Vicki, I felt sooo bad for you during that Ft. Lauderdale vacation. I totally agree with you in respect to just the girls spending a few days together. My husband and I have been married for 27 years and we trust eachother 100%. He would be encouraging me to go on the trip and to have a great time with my friends. I think all those girls, with the exception of Lynn, intentionally disregarded your feelings. I would not care to call them my friends!! Your marriage is very simular to mine and I love the fact that I can be a secure independent woman and enjoy life, with my husband's blessing! Thumbs up to you and don't change who you are for anyone! I live near Orlando but if I was in Fort Lauderdale that weekend I would of jumped in and supported you all the way and given my opinion to all those other insecure housewives. Keep your chin up... Sherry
I think you are right about the suppose to be girls weekend. The other wives should have left their husbands home. It was'nt a girls weekend.
Hi Vicki! You were absolutely right to be upset about the girls weekend. If they didn't want to go on a girls weekend they shouldn't have gone but to go and take it on themselves to change the weekend you suggested was extremely rude and inconsiderate.What part of girls weekend did they not understand? I wish you and Donn the best of luck you have a beautiful and "NORMAL" family. Happy Holidays!
Vicky, i feel your pain, it was wrong for the girls to bring their men on the trip (except Lynn) IT WAS GIRLS WEEKEND. YOU ARE CORRECT TO FEEL THE WAY YOU DO.
Vicky..You were absoulutely right in this situation. How rude of the other women to have thier spouses even think of coming in this trip. This trip was organized by you and your invitation. How disrespectful they were. A girls weekend is just that GIRLS ONLY. They have no minds of thier own or independent thinking. Good for you for standing up for yourself. You have a fabulous husband, cherish him. Best Wishes...a fan.

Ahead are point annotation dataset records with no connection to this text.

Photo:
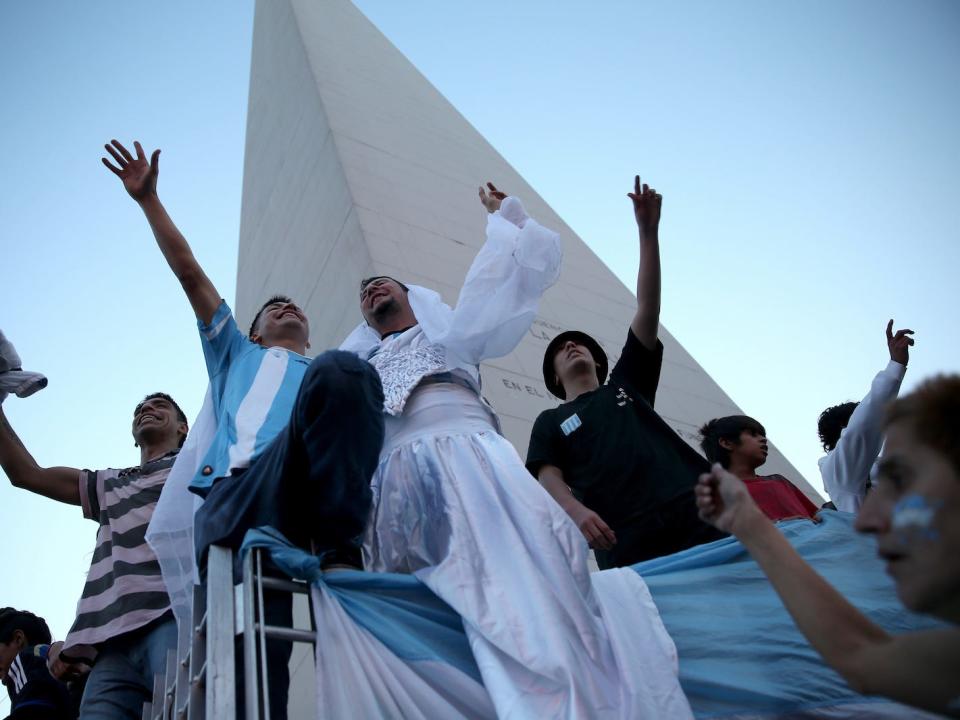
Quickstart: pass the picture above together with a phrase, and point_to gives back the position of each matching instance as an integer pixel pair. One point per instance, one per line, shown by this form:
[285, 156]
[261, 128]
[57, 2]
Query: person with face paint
[914, 512]
[282, 440]
[454, 505]
[124, 625]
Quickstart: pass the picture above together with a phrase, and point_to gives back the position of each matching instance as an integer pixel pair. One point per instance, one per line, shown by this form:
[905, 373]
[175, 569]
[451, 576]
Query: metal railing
[200, 680]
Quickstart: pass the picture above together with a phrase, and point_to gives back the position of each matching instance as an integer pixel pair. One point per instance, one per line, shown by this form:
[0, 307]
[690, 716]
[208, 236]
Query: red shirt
[779, 498]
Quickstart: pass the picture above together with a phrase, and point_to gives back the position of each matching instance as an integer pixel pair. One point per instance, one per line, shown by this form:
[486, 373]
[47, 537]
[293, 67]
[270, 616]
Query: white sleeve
[846, 468]
[502, 290]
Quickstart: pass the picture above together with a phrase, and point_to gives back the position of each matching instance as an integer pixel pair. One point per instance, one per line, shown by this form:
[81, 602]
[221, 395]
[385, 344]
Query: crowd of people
[383, 455]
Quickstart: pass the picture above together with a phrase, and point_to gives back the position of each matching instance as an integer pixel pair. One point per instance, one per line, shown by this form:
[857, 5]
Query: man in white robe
[454, 505]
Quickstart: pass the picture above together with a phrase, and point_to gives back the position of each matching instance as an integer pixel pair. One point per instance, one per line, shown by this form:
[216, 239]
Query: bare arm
[646, 208]
[594, 529]
[58, 483]
[140, 181]
[919, 668]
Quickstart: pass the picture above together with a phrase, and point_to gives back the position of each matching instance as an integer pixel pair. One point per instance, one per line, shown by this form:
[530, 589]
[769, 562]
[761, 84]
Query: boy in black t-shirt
[621, 473]
[34, 693]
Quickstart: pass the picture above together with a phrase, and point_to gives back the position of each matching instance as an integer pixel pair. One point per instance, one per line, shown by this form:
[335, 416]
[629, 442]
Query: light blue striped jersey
[253, 389]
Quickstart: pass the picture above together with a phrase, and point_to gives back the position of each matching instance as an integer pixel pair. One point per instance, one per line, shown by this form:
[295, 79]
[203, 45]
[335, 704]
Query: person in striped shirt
[124, 626]
[295, 441]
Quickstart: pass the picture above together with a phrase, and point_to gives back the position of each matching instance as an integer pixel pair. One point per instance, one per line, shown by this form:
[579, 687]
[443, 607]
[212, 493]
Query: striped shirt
[253, 389]
[124, 589]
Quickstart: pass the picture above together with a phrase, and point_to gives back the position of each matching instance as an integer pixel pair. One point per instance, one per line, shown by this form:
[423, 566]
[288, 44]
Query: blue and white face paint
[913, 517]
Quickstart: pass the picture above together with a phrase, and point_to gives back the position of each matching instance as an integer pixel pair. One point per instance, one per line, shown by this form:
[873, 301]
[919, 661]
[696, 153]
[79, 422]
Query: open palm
[139, 176]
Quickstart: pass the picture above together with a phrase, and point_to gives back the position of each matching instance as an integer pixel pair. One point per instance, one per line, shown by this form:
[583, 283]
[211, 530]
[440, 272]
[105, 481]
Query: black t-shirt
[34, 692]
[619, 457]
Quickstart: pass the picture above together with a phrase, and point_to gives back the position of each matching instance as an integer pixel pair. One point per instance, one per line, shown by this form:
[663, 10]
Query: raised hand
[646, 206]
[492, 201]
[724, 501]
[594, 529]
[899, 344]
[139, 177]
[61, 669]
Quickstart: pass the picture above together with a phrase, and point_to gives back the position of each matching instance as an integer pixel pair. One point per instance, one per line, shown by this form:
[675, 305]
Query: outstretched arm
[918, 668]
[140, 181]
[58, 483]
[846, 468]
[646, 209]
[594, 529]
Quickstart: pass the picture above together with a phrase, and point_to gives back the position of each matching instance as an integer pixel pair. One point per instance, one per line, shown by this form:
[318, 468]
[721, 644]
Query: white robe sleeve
[846, 468]
[502, 289]
[170, 532]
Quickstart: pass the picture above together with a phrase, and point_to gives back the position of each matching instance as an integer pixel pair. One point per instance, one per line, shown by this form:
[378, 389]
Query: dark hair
[367, 281]
[181, 417]
[831, 423]
[726, 428]
[272, 301]
[934, 411]
[33, 626]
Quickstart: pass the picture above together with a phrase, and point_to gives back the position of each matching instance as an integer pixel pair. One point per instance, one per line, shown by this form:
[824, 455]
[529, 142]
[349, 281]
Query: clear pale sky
[808, 155]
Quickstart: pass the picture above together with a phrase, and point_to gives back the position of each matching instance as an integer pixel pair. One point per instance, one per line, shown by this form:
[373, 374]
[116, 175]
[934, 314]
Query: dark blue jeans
[312, 483]
[121, 680]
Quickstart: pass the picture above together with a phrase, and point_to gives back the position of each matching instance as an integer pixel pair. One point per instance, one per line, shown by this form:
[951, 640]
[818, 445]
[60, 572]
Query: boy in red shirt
[739, 444]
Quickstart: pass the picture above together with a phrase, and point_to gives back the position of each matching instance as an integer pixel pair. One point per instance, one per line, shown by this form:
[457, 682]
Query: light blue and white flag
[388, 647]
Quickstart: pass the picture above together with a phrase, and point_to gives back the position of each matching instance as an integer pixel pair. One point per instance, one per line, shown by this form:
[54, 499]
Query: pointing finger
[116, 156]
[110, 167]
[123, 150]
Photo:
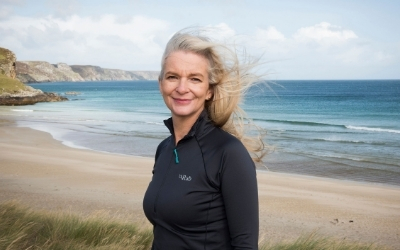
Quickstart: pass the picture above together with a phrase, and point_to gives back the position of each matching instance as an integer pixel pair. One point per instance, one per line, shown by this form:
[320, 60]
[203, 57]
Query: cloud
[7, 7]
[220, 32]
[63, 8]
[324, 34]
[271, 33]
[105, 41]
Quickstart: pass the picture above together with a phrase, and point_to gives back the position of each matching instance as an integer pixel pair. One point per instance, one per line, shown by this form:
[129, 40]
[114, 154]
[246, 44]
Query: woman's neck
[182, 126]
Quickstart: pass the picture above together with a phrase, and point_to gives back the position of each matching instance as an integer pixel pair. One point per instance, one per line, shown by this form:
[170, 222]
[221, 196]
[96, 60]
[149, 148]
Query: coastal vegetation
[11, 86]
[24, 228]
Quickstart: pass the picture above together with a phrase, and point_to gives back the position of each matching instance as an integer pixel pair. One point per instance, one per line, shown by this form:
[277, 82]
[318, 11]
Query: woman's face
[184, 85]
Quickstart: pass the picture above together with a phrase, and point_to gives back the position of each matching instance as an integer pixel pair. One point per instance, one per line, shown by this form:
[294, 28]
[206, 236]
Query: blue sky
[306, 39]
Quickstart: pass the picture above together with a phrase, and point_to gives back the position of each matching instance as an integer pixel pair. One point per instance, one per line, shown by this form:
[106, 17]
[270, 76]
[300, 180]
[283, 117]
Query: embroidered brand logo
[185, 178]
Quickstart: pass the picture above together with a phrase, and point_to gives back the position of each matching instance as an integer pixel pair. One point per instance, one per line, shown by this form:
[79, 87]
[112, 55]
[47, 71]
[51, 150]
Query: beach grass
[24, 228]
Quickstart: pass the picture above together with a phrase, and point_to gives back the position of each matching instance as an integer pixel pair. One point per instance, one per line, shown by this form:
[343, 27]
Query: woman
[203, 194]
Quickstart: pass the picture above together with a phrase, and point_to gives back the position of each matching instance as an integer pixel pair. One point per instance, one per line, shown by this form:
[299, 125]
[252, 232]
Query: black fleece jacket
[203, 194]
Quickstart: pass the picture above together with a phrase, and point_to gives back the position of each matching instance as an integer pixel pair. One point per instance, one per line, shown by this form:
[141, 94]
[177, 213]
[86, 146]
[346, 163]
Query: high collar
[201, 127]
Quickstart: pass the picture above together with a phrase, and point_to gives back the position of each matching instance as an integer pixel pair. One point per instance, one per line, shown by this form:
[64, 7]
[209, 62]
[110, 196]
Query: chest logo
[185, 178]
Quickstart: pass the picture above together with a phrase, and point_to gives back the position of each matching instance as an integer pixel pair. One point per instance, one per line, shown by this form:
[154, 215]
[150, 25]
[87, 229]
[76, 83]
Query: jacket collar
[201, 127]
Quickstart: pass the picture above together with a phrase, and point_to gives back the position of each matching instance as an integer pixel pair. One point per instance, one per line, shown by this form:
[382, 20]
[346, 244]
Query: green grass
[23, 228]
[9, 85]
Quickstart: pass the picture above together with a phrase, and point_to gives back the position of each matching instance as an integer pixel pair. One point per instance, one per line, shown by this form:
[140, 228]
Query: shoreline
[42, 173]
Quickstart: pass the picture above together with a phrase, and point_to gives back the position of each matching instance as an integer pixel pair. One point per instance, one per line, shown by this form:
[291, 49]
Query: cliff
[14, 92]
[37, 71]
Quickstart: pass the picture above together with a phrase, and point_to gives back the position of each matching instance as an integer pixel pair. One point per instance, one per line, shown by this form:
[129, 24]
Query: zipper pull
[176, 156]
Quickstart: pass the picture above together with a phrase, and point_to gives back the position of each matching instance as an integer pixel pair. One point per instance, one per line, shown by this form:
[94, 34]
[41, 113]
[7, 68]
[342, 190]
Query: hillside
[39, 71]
[13, 91]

Vicki, I remember that you once said that you don't read your blog comments but, I hope that has changed. I am going to be truthful and say that I am not a "Vicki fan" but, you were one hundred percent correct about the situation in Florida. It was your plan, your invitation and your trip. If the other ladies husbands did not agree, then the ladies should not have accepted the invitation. I myself do not like to travel with my husband/best friend of seventeen years and so unless he will be away on business or it is my yearly trip with my sisters, I decline such invitations. Perhaps they should have done the same. I felt much compassion for you in the situation and I have to say that where I have felt many times that you could have handled things better, you were very ladylike this time.